Water, cool air and more water are the most important keys to surviving summer's savage heat, says George Washington University physiologist Richard A. Kenney. During hot weather, the body loses copious amounts of fluid that must be replaced to stave off muscle cramps, fainting and, in severe cases, death.
Outdoor sports, even for well-conditioned athletes, are not recommended during extremely hot and humid days, according to a number of health experts. But if you do spend extended periods in the heat, make sure to drink lots of liquids. Do not rely on your thirst trigger, Kenney warned. "Drink until your thirst is satisfied, then drink half again as much."
Kenney said sodas and beer do not cure dehydration. He explained that sugary drinks are slowly absorbed by the body and that the fizz quickly makes you feel full -- usually before your body has gotten enough liquid. Kenney said that alcohol causes an increased loss of water through the kidneys and that the carbohydrates in beer stimulate the body's furnace to burn those calories.

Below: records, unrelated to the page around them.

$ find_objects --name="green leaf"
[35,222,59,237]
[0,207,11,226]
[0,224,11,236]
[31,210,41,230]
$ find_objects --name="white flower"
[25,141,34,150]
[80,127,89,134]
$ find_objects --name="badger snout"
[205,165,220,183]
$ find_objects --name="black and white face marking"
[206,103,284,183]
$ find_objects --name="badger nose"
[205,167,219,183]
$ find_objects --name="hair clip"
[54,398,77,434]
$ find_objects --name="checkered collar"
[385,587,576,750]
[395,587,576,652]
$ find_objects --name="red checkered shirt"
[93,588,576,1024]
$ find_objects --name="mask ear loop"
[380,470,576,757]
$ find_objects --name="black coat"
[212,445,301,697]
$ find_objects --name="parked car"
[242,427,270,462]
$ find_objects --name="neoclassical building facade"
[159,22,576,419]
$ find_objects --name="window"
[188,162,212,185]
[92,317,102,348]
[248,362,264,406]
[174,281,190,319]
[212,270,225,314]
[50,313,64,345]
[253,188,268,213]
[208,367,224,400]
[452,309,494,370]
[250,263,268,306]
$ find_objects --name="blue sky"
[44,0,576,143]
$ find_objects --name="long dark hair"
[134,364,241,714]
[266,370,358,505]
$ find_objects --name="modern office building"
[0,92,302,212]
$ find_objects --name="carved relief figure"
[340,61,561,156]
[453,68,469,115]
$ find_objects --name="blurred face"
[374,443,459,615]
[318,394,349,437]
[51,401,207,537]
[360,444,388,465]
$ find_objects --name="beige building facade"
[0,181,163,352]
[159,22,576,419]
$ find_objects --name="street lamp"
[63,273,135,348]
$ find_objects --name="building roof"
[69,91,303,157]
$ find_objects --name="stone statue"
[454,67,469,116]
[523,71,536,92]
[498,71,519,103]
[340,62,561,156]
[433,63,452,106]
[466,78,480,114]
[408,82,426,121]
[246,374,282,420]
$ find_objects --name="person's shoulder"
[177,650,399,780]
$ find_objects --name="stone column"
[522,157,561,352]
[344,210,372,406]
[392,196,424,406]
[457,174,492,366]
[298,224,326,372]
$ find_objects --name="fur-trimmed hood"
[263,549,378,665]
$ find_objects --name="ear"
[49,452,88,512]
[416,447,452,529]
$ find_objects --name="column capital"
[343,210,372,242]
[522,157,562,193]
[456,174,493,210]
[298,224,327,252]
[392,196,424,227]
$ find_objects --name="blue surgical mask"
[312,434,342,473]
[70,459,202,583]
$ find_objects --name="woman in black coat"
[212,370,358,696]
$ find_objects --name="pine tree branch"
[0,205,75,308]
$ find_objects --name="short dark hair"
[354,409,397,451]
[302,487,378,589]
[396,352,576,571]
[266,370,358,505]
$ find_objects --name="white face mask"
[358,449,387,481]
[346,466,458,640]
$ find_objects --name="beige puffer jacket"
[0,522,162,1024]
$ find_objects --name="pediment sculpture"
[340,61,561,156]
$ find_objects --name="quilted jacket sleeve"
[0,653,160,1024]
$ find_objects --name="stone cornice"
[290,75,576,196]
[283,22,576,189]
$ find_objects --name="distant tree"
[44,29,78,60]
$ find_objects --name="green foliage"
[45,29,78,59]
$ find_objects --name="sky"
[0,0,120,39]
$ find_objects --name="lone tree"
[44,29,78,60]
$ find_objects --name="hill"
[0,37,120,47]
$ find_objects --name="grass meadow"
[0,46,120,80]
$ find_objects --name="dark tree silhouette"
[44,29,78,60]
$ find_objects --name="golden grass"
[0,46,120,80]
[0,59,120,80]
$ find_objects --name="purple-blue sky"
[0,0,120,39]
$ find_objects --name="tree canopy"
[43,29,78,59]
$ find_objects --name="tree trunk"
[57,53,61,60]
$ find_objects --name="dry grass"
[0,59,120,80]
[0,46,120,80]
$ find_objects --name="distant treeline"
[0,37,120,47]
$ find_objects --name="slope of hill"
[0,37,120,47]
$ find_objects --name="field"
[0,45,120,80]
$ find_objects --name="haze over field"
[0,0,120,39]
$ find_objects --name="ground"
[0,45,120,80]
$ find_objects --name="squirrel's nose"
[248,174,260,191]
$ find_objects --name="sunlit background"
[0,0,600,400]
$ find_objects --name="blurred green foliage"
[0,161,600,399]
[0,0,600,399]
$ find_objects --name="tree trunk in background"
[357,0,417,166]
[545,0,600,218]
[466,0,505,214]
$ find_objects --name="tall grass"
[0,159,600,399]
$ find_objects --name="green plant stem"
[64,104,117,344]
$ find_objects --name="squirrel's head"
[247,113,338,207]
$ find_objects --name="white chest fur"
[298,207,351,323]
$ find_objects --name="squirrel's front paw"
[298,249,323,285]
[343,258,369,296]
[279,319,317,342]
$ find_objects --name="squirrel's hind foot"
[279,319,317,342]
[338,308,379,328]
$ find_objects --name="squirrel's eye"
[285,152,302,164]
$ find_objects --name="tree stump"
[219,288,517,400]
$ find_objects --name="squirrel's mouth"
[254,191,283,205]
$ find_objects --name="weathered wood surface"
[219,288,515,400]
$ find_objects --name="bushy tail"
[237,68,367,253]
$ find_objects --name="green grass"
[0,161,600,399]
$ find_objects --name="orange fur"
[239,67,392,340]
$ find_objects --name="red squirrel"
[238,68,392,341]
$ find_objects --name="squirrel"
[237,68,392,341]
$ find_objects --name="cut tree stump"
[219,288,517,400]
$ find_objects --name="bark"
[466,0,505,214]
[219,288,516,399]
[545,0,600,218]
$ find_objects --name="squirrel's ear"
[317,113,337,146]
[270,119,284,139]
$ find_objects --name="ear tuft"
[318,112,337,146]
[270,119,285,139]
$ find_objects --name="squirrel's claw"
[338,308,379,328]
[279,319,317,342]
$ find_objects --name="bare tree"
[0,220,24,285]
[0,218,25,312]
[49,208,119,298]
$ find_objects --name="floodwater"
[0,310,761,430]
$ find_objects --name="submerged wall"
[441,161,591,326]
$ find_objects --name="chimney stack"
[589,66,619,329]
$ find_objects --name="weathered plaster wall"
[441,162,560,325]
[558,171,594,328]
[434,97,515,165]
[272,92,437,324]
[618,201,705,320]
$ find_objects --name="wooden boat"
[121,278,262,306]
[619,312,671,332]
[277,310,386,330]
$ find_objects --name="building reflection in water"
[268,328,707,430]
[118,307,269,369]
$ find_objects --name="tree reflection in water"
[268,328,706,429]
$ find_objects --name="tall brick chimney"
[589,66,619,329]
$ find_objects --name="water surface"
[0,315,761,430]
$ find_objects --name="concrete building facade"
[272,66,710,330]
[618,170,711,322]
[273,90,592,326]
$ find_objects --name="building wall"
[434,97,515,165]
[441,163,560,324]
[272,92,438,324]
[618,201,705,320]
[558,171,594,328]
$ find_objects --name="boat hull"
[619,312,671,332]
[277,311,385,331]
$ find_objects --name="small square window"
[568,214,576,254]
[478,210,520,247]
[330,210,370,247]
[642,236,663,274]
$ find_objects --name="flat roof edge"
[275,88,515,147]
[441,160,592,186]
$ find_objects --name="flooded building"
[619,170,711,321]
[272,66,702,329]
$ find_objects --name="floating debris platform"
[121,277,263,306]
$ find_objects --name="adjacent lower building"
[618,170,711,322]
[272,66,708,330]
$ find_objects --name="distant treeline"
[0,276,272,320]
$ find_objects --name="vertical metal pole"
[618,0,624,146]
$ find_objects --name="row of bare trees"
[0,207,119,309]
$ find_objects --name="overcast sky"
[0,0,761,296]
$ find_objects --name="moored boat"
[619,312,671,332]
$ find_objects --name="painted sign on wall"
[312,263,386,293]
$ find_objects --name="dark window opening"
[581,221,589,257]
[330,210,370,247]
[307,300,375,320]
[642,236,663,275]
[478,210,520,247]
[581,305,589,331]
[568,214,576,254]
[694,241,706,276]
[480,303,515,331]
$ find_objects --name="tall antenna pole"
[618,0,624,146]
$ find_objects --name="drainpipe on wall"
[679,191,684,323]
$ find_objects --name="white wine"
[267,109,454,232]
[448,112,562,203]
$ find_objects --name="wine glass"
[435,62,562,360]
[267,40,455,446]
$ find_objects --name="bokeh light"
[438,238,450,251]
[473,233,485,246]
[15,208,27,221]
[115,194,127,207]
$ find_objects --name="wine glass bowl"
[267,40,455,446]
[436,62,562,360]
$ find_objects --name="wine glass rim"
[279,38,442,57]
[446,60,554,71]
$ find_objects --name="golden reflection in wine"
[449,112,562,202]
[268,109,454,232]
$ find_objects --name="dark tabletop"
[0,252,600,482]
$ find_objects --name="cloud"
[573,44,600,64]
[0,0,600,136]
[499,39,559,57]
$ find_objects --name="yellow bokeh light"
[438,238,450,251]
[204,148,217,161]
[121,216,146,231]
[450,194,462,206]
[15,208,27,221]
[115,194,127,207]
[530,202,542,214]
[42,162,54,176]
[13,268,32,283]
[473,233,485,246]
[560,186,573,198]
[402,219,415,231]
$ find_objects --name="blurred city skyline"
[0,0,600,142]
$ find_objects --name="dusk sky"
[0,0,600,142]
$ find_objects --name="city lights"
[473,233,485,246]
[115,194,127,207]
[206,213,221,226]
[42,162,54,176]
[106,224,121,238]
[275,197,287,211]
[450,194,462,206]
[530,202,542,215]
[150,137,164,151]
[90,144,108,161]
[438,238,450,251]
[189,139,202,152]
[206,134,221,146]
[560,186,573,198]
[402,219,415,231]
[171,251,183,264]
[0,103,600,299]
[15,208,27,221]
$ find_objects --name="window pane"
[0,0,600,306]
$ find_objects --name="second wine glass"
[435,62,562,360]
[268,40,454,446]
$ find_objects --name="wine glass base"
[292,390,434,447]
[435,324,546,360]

Heat and dehydration can lead to medical problems that can become life-threatening if not treated. Most people experience heat fatigue -- that weak, sluggish feeling after a walk or even a drive in the heat. The prescription: shade or air conditioning, if possible, and water, Kenney said. If this condition goes unchecked, the lack of fluid diminishes blood flow to the brain and can cause fainting.
Heat exhaustion is characterized by clammy skin, vomiting, cramps and dizziness. "Treat with cool air and large volumes of a lightly salted drink," Kenney said. He recommends one-half teaspoon of salt per quart. Alternatives such as Gatorade are suitable, but Kenney said this should be diluted with water because of the high sugar content.
Hyperthermia and the most serious stage -- heat stroke -- require immediate medical attention.
Small children and elderly people should be carefully monitored during hot weather. Each group is particularly susceptible to heat illness because their internal temperature regulators and sense of thirst are often inadequate, Kenney said.